Through sheer determination and persistence, Carroll will be competing again this year for the title later this month. When Carroll, who now holds the title of Greater Miss Sampson County, walked off the Miss North Carolina stage last year, she was 23-years-old and about to age out of the organization. A later September birthday would prevent her from competing again.
“I decided to write a letter to the national organization (Miss America Organization) requesting a fair change in the age requirement so that everyone could have an equal opportunity to compete their final year,” Carroll explained. “A few months later, I was sitting in class at UNC-Greensboro when I looked down and realized I had a missed call and a text message from the director of Miss North Carolina.”
Carroll’s letter was read, and her voice was heard. The Miss America Organization changed the age requirements for the national, state and local competitions.
“I was shocked not only that the organization had read my letter, but that I helped to change a national rule by using my voice,” Carroll said. “That is my message to children I speak to across Sampson County. Never give up on your dreams.
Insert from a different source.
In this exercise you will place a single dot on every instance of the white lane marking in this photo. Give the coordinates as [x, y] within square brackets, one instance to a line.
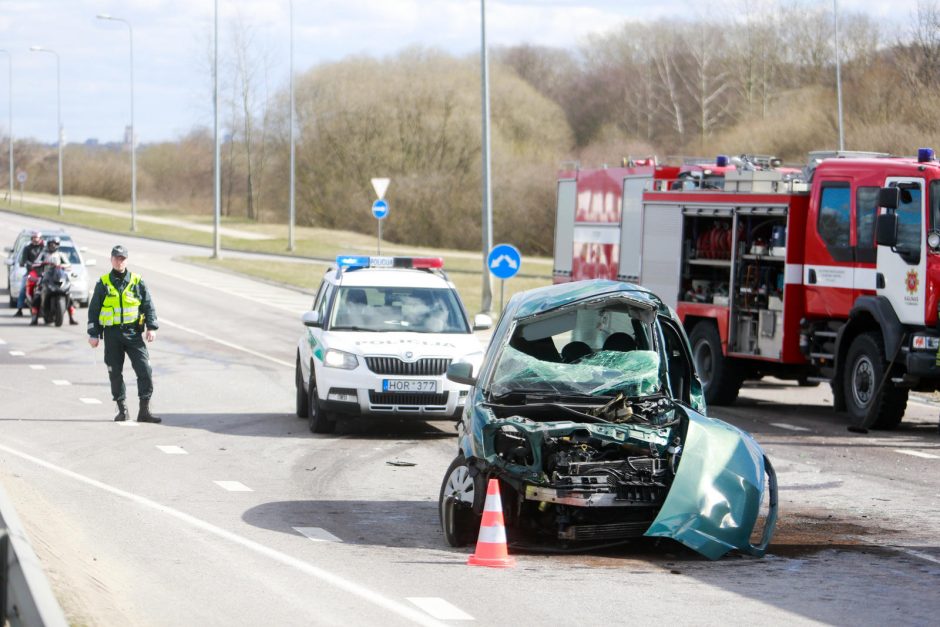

Never forget that you can use your voice to make an impact.”
“Healthy Me, Health NC” is Carroll’s platform, which she developed based on a concept that individuals who make healthy lifestyle choices will make their community and state a healthier place.
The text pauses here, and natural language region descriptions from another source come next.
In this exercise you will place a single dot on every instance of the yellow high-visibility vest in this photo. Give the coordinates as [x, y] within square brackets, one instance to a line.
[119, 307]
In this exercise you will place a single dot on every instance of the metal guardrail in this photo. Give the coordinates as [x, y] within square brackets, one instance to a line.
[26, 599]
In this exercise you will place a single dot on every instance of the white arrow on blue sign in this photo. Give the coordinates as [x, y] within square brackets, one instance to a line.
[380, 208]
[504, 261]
“What began as a nutrition education program offered in schools, health departments, and hospitals has evolved into a statewide movement with an online presence via #HealthyMeHealthyNC,” Carroll said. “I have accumulated over 5,000 hours of community service most of which involves nutrition education.”
Under her platform, Carroll has been able to create a nutrition coloring book for children available in all N.C. Children’s Miracle Network Hospitals; speak with diabetes support groups, and breastfeeding moms groups, at times using an interpreter to break through language barriers; teach weekly nutrition classes for cancer patients and survivors at Duke-Raleigh Hospital; offer a lunch-and-learn nutrition series for employees at the U.S. Department of Agriculture; provide medical nutrition therapy to home-bound residents across the state of North Carolina; and partner with “Cooking Matters,” a national organization teaching families how to shop for and cook nutritious meals on a budget.
This isn’t the first time Carroll has represented Sampson County in a pageant. She won the title of Miss Greater Sampson County Outstanding Teen in 2013, and winning the title this year completed the circle.
“I was so overwhelmed with gratitude as I was crowned Miss Greater Sampson County,” Carroll explained. “Representing the incredible salt of the earth, hard-working people of Sampson County is an absolute honor. Preparing for Miss North Carolina has been extremely grueling, but I would not be where I am today without my incredible Greater Sampson County Committee, and the numerous Sampson County sponsors that supported me.”
Carroll says if she could be remembered for one thing, it would be her faith in Jesus Christ.
“I know this world is only temporary, but my goal is that every person I encounter would feel His love and light through me,” Carroll said.
A native of Smithfield, Carroll is the daughter of Mike and Lynda Carroll. She received her bachelor of science in nutrition from North Carolina State University and master of science in nutrition from Meredith College. She is currently completing a dietetic internship through the University of North Carolina-Greensboro to become a registered dietitian.